Сколько же лет прошло с момента их последней встречи!
…Это было темной ночью. Они скрытно вышли из городских ворот Гургана. В густых зарослях саксаула беседовали
О, как они спорили тогда, в Гургане, на совете ученых при дворе хорезмшаха! Каким умом и… весельем были исполнены эти вечера, эти споры! И бескорыстным желанием докопаться до истины. Только истина была им нужна!.. И потом, расставшись, он не раз и не два брал и перечитывал письма Бируни — снимал их с полки самых редкостных и дорогих, важнейших для себя рукописей и перечитывал по нескольку раз. И всякий раз вдумываясь в доводы старшего друга, учителя. В этих письмах были, были строки, в которых учитель крепко отчитывал его, Абу Али. Особенное неудовольствие Бируни выражал за то, что он, Абу Али, слепо следует, мол, Арасту [74] . Тут досточтимый мавляна Абу Райхан был не прав. Вовсе не слепо следовал он, Абу Али, Аристотелю, но метод «Метафизики» этого мудреца не только позволял последовательно философствовать, но помогал правильно мыслить, добывать крупицы истины на путях и врачебной науки. Помогал в сложных ее вопросах!
74
Аристотель
Ибн Сина на память произнес про себя сказанное им же самим в «Книге исцеления»: «Многих мы видели людей науки, которые тратят все свои силы на отыскание множества разных доводов, рассуждая о делах неважных и вопросах, легко решаемых. А когда они касаются действительно трудного, быстро оставляют это трудное без разбирательства. Мы надеемся двинуться по иному пути…»

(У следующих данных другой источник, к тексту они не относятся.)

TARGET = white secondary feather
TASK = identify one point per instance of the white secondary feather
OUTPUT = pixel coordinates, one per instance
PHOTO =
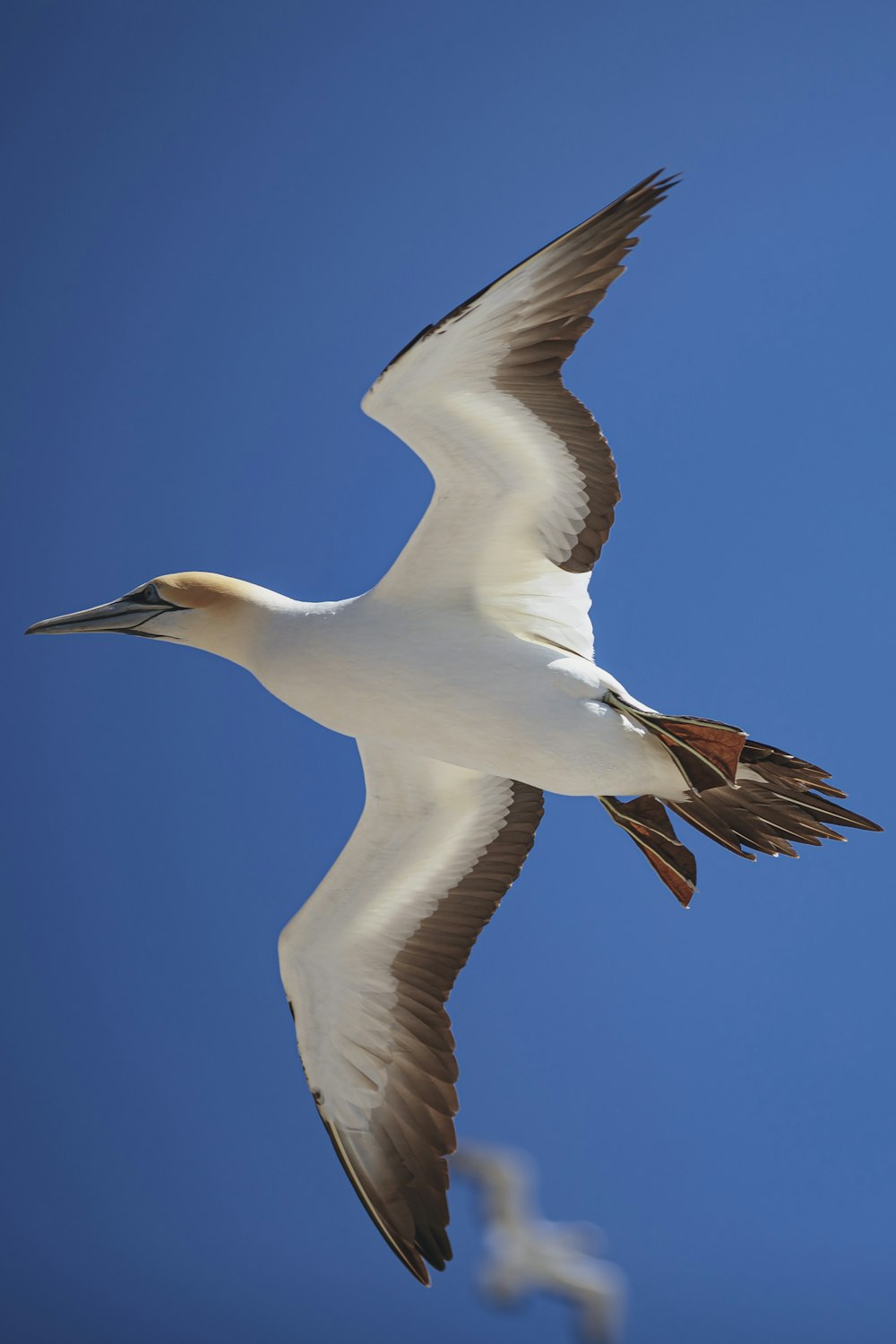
(521, 470)
(422, 830)
(367, 980)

Вот чему его учил мавляна Абу Райхан!
Да, ради свидания с Бируни Ибн Сина мог бы поехать и в Газну. Не страшат ни трудности дороги, ни неизвестность. Но султан Махмуд! Но клятва — не видеть его никогда!..
У подножия холма показался человек, ведущий за уздечку мула. Он заметил Ибн Сину, стал подниматься к нему. Ибн Сина, не желая ни с кем встречаться, быстро зашагал по тропинке вниз.

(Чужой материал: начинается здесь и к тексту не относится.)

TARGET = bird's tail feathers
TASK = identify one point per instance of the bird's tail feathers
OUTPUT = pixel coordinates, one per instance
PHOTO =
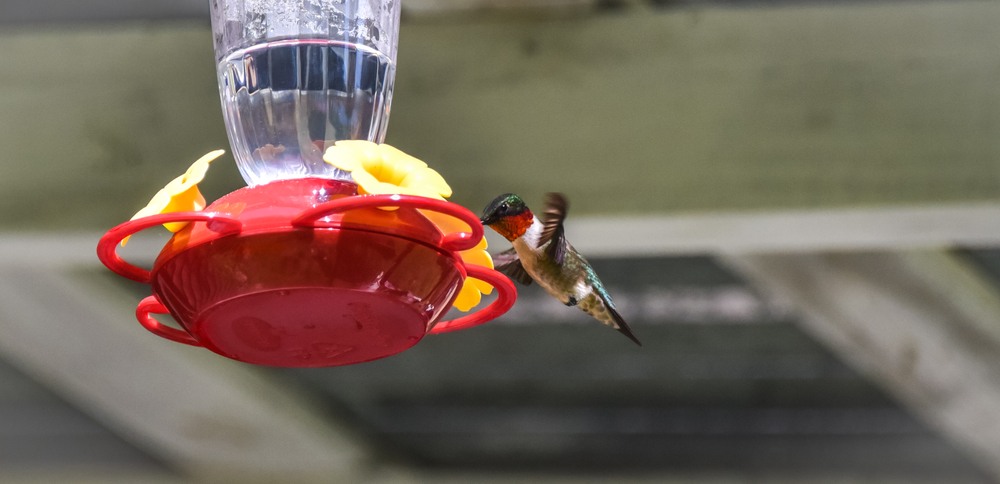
(622, 325)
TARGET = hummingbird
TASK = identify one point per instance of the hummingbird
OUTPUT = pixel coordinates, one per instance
(542, 254)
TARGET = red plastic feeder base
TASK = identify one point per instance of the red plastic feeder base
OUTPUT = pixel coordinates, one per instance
(304, 273)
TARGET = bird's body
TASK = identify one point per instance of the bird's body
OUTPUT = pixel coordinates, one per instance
(542, 254)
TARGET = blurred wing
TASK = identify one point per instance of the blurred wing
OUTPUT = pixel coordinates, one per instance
(552, 230)
(508, 264)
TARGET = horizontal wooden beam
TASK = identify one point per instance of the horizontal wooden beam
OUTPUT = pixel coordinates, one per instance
(690, 111)
(923, 324)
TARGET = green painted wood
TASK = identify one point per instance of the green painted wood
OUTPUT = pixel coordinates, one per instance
(639, 112)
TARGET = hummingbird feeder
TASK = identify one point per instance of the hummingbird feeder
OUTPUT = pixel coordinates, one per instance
(311, 265)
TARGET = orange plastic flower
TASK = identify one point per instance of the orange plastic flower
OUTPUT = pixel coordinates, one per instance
(384, 170)
(181, 194)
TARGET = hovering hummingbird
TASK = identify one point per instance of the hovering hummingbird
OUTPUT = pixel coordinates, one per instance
(542, 253)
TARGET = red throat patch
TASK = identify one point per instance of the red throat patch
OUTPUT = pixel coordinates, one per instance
(514, 226)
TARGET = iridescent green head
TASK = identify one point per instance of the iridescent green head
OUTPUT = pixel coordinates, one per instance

— Эй, дервиш, куда заспешил? — крикнул человек.
Видно было: встречи и разговора не избежать.
— Ассалам алейкум!
— Ва-алейкум ассалам!
Весь обросший седыми волосами, длинноносый, с запавшими не то от голода, не то от болезни глазами, старик был одет в шаровары и рубаху, сшитые из лоскутков, изодранные чарыки на ногах подвязаны шнурками. Из мешков, перекинутых через спину мула, выглядывали глиняный кувшин, а с другой
стороны — тыквенный сосуд для воды. Видно, был этот старик водоносом.Водонос на мгновение застыл, пристально вглядываясь в Ибн Сину ввалившимися своими глазами:
— Чего шатаешься, дервиш? Ежли голоден, иди вон в тот кишлак или к нам, в рабат. Да и поработал бы, чем так попусту ходить и клянчить на пропитание.

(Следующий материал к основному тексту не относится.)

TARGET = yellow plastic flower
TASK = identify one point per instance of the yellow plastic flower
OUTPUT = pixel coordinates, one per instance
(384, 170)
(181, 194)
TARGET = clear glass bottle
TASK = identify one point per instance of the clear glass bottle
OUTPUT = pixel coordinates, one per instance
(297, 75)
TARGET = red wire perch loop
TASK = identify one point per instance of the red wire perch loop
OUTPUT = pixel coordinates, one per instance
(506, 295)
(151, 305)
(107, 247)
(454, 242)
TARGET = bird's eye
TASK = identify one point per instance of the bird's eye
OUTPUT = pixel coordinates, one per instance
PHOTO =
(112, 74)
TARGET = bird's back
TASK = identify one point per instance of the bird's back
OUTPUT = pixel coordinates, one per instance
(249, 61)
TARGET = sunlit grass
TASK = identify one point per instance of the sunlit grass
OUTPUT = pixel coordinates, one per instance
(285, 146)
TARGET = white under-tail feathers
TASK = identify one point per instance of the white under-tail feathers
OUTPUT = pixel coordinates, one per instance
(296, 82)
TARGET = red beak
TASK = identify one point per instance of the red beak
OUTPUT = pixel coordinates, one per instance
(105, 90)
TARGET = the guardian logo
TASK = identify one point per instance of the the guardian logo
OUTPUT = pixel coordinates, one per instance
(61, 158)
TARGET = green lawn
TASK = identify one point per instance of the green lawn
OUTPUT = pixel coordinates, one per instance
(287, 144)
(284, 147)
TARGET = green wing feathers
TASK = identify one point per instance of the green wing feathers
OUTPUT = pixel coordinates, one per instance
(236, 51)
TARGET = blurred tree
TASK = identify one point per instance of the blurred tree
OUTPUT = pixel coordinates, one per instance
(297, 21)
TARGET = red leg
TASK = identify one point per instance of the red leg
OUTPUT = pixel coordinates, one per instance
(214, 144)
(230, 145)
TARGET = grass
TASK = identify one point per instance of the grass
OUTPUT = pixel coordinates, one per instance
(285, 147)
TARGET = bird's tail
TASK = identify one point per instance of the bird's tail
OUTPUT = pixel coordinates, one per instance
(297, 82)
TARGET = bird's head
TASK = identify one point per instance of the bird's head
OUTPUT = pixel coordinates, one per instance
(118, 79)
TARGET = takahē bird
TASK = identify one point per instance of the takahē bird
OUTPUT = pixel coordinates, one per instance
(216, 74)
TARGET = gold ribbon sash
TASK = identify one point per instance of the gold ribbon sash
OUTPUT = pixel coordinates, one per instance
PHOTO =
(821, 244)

Седой, оборванный старик напоминал кого-то… Но кого, кого? Ибн Сину охватило неясное волнение.
— Что же делать, раб аллаха? Так мне, видать, на роду написано, — сказал он первое, что пришло в голову.
Водонос, услышав голос Ибн Сины, как-то странно встрепенулся, немного отступил назад. Прошептал: «О аллах! Может ли это быть?»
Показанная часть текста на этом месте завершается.